Relationships are one of the most fertile grounds for musical expression. Be it new love, running struggles, raw attraction or the bitter endings, as with any point of high emotion and life lessons, there’s always something to say. A break-up plotted across four tracks, Rachel Chinouriri gets real as she explains her latest collection ‘Better Off Without’ in our latest Artist’s Guide.
All I Ever Asked
This EP is essentially a timeline of me before, during and after my break up, but I didn’t know it. It’s been a journey and it all began here. I was still in my relationship at this point but I was frustrated. I was in the studio and got a call from my best friends and only had a few minutes and I could tell something was up. She told me her partner just broke up with her while he was away in Paris and this fuelled the destiny of this entire song. I came back and just put myself in my friend’s shoes (which I do a lot) and wrote it. I have a lot of empathy but fall short at sympathy, so I felt I could really understand the emotions my friend went through but didn’t want the song to sound like I was “wallowing” in sadness. The chorus is quite liberating and it’s one I’ll always hold dear to my heart.

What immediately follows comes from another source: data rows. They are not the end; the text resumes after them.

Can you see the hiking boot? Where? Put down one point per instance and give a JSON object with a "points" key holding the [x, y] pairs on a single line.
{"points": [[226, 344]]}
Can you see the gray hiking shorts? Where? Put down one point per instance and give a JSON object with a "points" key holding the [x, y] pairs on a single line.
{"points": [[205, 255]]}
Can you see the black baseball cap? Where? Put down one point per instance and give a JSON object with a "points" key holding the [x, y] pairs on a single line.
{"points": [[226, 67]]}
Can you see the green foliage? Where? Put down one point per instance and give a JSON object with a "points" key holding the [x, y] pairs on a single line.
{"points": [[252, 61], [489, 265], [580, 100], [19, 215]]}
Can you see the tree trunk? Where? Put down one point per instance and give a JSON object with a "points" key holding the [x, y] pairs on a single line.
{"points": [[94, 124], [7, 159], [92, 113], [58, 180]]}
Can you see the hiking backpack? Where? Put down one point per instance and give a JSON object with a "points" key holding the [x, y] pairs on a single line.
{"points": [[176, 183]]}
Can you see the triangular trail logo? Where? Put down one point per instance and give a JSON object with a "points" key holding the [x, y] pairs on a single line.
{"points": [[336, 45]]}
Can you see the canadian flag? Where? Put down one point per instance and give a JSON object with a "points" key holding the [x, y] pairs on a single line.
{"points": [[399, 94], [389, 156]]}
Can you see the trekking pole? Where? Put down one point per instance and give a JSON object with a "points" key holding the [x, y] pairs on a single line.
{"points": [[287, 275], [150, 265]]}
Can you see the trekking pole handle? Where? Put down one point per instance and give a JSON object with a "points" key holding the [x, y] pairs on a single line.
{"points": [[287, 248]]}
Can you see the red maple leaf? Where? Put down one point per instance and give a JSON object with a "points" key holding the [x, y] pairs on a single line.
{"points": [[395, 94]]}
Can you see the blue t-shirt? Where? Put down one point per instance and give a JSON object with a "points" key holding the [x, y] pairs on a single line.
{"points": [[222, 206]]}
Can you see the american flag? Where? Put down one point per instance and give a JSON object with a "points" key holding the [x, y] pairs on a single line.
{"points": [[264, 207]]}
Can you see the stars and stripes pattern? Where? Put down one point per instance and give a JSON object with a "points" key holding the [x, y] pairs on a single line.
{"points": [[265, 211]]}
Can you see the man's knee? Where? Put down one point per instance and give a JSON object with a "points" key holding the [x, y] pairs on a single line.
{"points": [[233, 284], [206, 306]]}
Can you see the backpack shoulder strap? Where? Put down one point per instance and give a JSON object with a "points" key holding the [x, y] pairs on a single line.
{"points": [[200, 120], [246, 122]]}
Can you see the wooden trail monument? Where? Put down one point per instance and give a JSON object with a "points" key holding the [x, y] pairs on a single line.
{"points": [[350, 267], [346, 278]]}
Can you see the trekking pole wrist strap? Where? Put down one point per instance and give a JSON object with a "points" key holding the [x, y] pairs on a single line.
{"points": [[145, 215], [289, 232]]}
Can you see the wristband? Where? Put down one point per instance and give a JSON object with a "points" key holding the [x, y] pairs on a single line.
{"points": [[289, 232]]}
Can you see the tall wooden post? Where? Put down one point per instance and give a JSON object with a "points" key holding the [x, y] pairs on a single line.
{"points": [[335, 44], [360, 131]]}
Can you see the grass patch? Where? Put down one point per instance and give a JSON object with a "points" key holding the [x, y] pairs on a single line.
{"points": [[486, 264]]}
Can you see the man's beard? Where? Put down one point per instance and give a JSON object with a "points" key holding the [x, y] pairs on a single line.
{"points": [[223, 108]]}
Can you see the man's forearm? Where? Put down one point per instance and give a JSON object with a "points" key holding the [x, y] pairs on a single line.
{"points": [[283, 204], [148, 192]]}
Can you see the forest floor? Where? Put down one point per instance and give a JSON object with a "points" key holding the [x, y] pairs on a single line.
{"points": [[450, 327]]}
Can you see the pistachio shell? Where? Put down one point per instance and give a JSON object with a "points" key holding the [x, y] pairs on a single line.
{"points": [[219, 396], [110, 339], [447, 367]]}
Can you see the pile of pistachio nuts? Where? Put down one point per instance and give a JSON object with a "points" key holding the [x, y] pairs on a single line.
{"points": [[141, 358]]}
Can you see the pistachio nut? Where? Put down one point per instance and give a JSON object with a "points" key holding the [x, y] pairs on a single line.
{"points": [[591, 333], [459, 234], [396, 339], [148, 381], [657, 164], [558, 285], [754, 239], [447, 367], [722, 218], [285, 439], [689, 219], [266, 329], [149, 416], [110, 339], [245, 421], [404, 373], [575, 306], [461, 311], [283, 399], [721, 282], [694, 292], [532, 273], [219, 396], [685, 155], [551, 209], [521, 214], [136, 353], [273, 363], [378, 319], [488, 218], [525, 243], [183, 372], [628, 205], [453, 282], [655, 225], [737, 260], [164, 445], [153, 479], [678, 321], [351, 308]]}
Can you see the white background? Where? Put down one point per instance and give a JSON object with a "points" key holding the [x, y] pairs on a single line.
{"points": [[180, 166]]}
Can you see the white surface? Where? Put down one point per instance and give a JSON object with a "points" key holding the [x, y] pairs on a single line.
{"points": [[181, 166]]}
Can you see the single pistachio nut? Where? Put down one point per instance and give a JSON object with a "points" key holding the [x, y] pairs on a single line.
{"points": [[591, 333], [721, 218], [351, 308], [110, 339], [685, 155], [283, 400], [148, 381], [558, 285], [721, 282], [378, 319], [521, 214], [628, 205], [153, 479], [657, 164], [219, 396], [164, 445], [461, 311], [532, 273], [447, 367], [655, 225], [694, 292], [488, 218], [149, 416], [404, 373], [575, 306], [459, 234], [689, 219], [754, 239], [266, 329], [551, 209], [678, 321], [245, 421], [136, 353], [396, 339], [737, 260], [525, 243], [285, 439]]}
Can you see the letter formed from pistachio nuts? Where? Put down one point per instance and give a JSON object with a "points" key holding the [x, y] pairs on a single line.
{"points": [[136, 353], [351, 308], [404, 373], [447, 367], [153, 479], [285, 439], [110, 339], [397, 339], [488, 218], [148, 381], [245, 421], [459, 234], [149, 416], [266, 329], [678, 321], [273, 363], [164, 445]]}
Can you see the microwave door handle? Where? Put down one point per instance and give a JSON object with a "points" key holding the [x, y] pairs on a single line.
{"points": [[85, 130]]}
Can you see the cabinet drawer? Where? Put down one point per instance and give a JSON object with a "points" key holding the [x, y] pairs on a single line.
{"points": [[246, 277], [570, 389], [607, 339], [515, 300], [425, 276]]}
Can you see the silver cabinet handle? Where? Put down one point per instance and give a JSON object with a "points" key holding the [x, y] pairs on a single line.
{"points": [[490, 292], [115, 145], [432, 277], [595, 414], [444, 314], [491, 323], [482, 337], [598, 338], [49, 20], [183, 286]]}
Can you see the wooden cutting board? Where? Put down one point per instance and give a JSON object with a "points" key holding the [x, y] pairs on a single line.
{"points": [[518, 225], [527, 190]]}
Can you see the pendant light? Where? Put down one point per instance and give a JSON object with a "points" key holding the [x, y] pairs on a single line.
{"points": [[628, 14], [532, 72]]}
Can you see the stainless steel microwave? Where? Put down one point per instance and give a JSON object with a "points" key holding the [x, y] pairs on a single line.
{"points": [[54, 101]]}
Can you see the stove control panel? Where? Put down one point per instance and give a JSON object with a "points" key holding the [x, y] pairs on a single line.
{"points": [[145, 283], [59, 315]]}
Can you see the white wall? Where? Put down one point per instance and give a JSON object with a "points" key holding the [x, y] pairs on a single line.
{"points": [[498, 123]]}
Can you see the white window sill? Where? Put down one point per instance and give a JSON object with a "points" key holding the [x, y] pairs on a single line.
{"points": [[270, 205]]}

I see this song as a reflection of what happened in my relationship. When you’re with someone for so long (I was in it for five years) you start to forget life without them. The thing is here, as heartbroken as I was, I’m the one who pulled the plug. So in a way I’m like, do I owe you anything when you robbed me of a happy ending? His behaviour didn’t make me feel happy like I used to be so I felt like it left me no choice. This is kind of like, “I told you I’d leave but you didn’t believe me”. It’s the moment when you feel relief when you leave a situation you know you should’ve left ages ago, but the sadness and regret hasn’t hit me at this point.
Better Off Without
So this is where the sadness comes in. All my friends and family can see the difference in me since leaving my last relationship but it doesn’t make anyone in this a bad person, we just were not meant for each other. We were such extremes of each other so that’s why we attracted I think. I’m an extrovert and he was an introvert. When I see how far I’ve come and how my gut instinct was right in the third year of our relationship, I just felt we wasted so much time. Not only am I better off without him, he’s better off without me. He robbed me of a lot of joy but I robbed him of being able to find it alone which I think he needed. I have an issue of trying to help people too much and not let people figure it out themselves. I’d throw 100 solutions, but maybe he just needed some patience. I’ve figured out my happiness and I pray that in a few years, he figures out his.
Fall Right Out Of Love
This is an end to quite a journey. This is a reflection of the entire relationship and realising it is done but in the best way a five year relationship could end. If it didn’t happen this way, one of us would’ve fallen out of love and then we would lose respect for each other. He had already fallen out of love with me a long time ago and I could see it in how he treated me, and I didn’t want to hold anger in my heart, so I left and acknowledged he needs help without me. This isn’t an “I hate you” but no one truly understands a relationship unless you’re in it, and it’s a gentle reminder to him of why I left and hopefully he can forgive me. When I finished this we were still friends and now the EP is out we don’t talk at all, so this EP truly feels like an entire chapter of my life being handed to the world, and I can move on and begin the next chapter of my life without him.
Rachel Chinouriri’s EP ‘Better Off Without’ is out now.